Greenough acutually was the one that inspired me to do this after waching the movie Crystal Voyager. Any chance the article you were reading is on the web?

thanks very much mate , those photos show it well !!

 

umm, i dunno ...it's nearly a 40 year old issue??

 

but i could possibly old school photocopy and 'snail mail ' it to you , if you like ?

 

 the whole issue was about photography , and my brother Simon ['lazarus' here on sways] got a two page spread of his work , with a written [by him] article 'chipper's tips' [he worked for Tracks for a while in the 1970s]

 

   cheers !

 

  ben

that would be AWESOME! Ill PM you my address.

Just a few updates. No leaks, and got slammed pretty hard, pinned on the ground with the camera between me and the sand. A few scratches on the front of the port but no leaks at all.

woohooo ....bravo , mate !

 

love the different water colour you guys have there . and the last shot is a cracker !

hey , finally I got it together ,  located the 1978 tracks with the george greenough article on water housings , and today I have  scanned it for you .

 

  enjoy !

 

 and please keep the water shots coming eh ?

 

 [as an aside ...  I christened  my brother Simon's 'Go Pro' ,  today . VERY generous of him to give it to me !  [he won a new one , along with ALL the acccessories they make , in a go-pro 'photo of the day' contest , a while back ...yeehaaawww !!]

bengopro0ct27th20114.jpg 

5.30am.....

ABENGOPROSHOT29.jpg  ]

 

 so , anyway ...

 

 .... here is the article , Smov !!

photography_0002_NEW.jpg

 

photography_0003_NEW.jpg

 

enjoy !

 

  cheers

 

  ben chipper

 

  west oz

 

[also in the same issue [august 1978 Tracks] was an article by Simon , called " chipper's tips]

Nicely done Smovlov!

Here is mine for my D60.

Trevorn,
Looks good. Care to show the inside? How do you keep the camera from moving around? Also, what do you use to press the shutter?

surfthis,
Thanks!

chippy,

That morning shot is pretty killer. Not too sharky in the morning? The water here varies depending on the season and swell (I’m pretty sure it does that everywhere right?). When the water cools down and we got good groundswells in the winter it turns crystal clear and blue green sometimes.Hopefully ill be getting a fisheye and making a new dome port for the housing. Not much different than the go pro as far as the style of the image goes. The only real advantages are that the shutter click is instantaneous and the image quality can be better. Thanks for throwing that article up too!
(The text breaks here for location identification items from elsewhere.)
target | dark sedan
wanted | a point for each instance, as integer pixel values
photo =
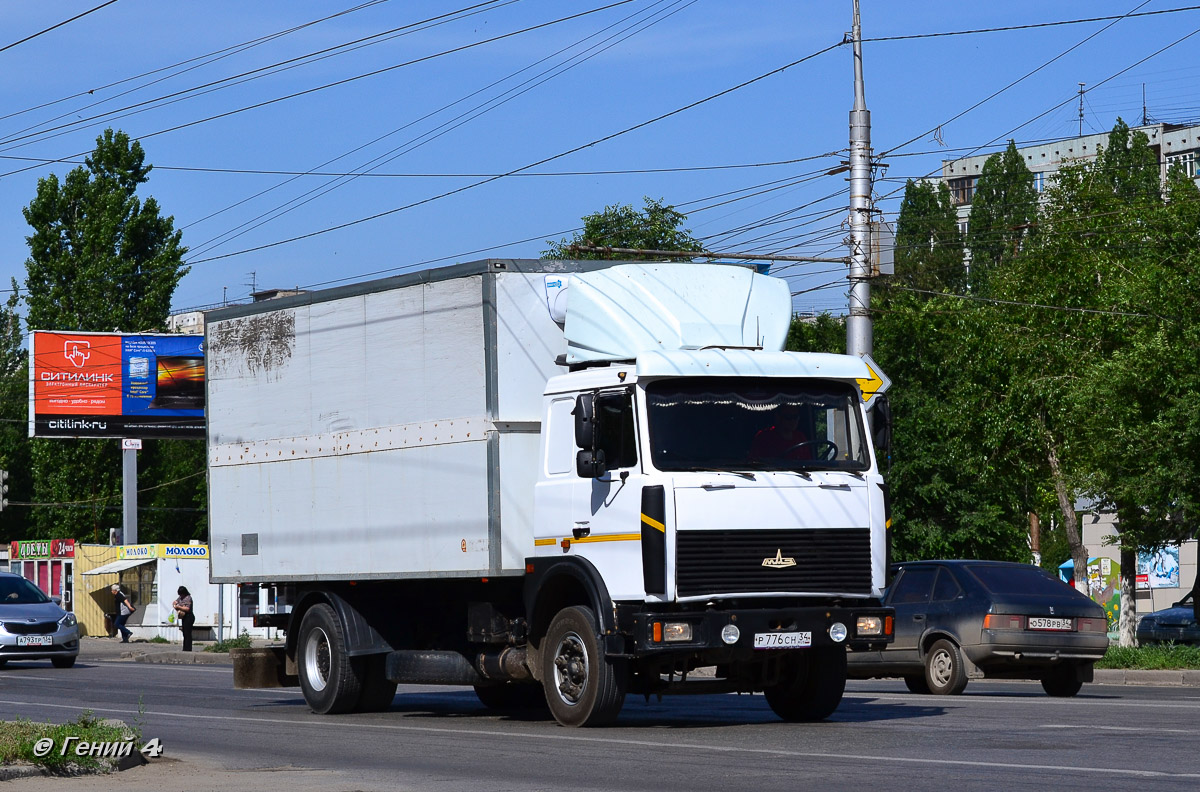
(971, 619)
(1176, 624)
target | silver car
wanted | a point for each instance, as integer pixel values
(33, 627)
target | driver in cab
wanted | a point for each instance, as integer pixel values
(784, 439)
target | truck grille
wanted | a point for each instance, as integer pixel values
(721, 562)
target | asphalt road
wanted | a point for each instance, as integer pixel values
(1006, 736)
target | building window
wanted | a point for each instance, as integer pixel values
(1186, 160)
(963, 190)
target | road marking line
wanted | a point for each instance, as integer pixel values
(323, 724)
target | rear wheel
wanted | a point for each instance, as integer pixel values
(582, 687)
(331, 681)
(811, 687)
(945, 672)
(1062, 681)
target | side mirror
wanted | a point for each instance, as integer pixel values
(585, 421)
(881, 424)
(591, 463)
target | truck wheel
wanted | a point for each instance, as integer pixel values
(811, 687)
(1062, 681)
(582, 687)
(945, 672)
(510, 696)
(378, 691)
(331, 679)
Ive been considering building another housing for my D200 but this time it would be a rear-loading design with pistol grip and rear controls too. Probably wont happen for the next 6 months but if I do start on it I’ll post some things up.

I used hard foam pieces to keep the camera in place. For the shutter I used a rubber plumbing end cap sanded down slightly for flex, then I made this spring loaded shaft mechanism that after the shutter is pressed springs back in to place. It was a massive pain in the ass. You can’t use those wired remote cables with the D50 or else I would have rigged up some kind of pistol grip trigger.

The lens housing is a threaded PVC joint I fed in through the hole I made from the inside so the edge butted up against the inside of the hole, then I screwed on outer piece and glued it at the same time, it’s pretty soild. I sandwiched a piece of lexan in between the threaded piece and the inner lip of the piece that screws on as well.